After well over 1 million migrants entered Europe in 2015 most of them fleeing the war in Syria the EU hurriedly agreed to pay Turkey up to 6 billion euros ($6.7 billion) to stop migrants from leaving the Turkish coast for Greece. Arrivals dropped to a relative trickle after the deal took effect.
Popowski told EU lawmakers that Turkey directly requested more money from EU Migration Commissioner Dimitris Avramopoulos during talks in Ankara in early October.
The money would be drawn from a budget meant to prepare Turkey to join the EU and from a separate “peace and stability” fund.

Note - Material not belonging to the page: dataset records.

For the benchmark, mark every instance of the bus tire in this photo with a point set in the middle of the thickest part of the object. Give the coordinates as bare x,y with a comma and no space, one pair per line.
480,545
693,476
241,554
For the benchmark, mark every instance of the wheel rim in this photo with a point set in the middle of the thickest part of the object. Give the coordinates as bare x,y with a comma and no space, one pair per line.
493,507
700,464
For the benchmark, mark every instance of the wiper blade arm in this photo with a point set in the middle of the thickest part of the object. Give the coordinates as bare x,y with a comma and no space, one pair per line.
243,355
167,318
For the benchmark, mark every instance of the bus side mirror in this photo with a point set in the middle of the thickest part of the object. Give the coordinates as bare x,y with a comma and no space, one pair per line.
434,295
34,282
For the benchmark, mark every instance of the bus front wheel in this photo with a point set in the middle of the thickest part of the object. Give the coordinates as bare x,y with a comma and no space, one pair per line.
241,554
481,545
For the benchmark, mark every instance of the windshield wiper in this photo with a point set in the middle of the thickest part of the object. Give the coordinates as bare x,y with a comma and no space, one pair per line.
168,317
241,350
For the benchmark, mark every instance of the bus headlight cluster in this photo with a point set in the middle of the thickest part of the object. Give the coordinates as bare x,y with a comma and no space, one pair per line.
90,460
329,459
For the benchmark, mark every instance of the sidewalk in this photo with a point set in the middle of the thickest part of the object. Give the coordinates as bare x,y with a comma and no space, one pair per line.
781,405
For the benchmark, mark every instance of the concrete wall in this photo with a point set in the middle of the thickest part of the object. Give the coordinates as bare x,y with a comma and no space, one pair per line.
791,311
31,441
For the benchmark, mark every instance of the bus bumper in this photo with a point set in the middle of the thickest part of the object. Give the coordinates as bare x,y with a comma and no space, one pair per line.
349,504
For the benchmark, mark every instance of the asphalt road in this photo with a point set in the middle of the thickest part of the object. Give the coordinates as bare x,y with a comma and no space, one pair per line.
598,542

Meanwhile, Turkey has agreed to "pause" its military action in Syria launched on October 9 on the condition that Kurdish forces withdrew from an initial 120-kilometre area from the border, following a deal with US Vice President Mike Pense last Thursday. Turkey has, however, repeatedly threatened to restart its offensive, with President Recep Tayyip Erdogan vowing to "crush the heads" of Syrian Kurdish forces if they failed to retreat. "At the end of the 120-hour period, the United States announced that withdrawal of PKK/YPG from the area has been completed," the Turkish defence ministry said. US Secretary of State Mike Pompeo, in a phone call with Turkish Foreign Minister Mevlut Cavusoglu Wednesday, also confirmed that US military officials informed their Turkish counterparts Kurdish forces withdrew from the safe zone.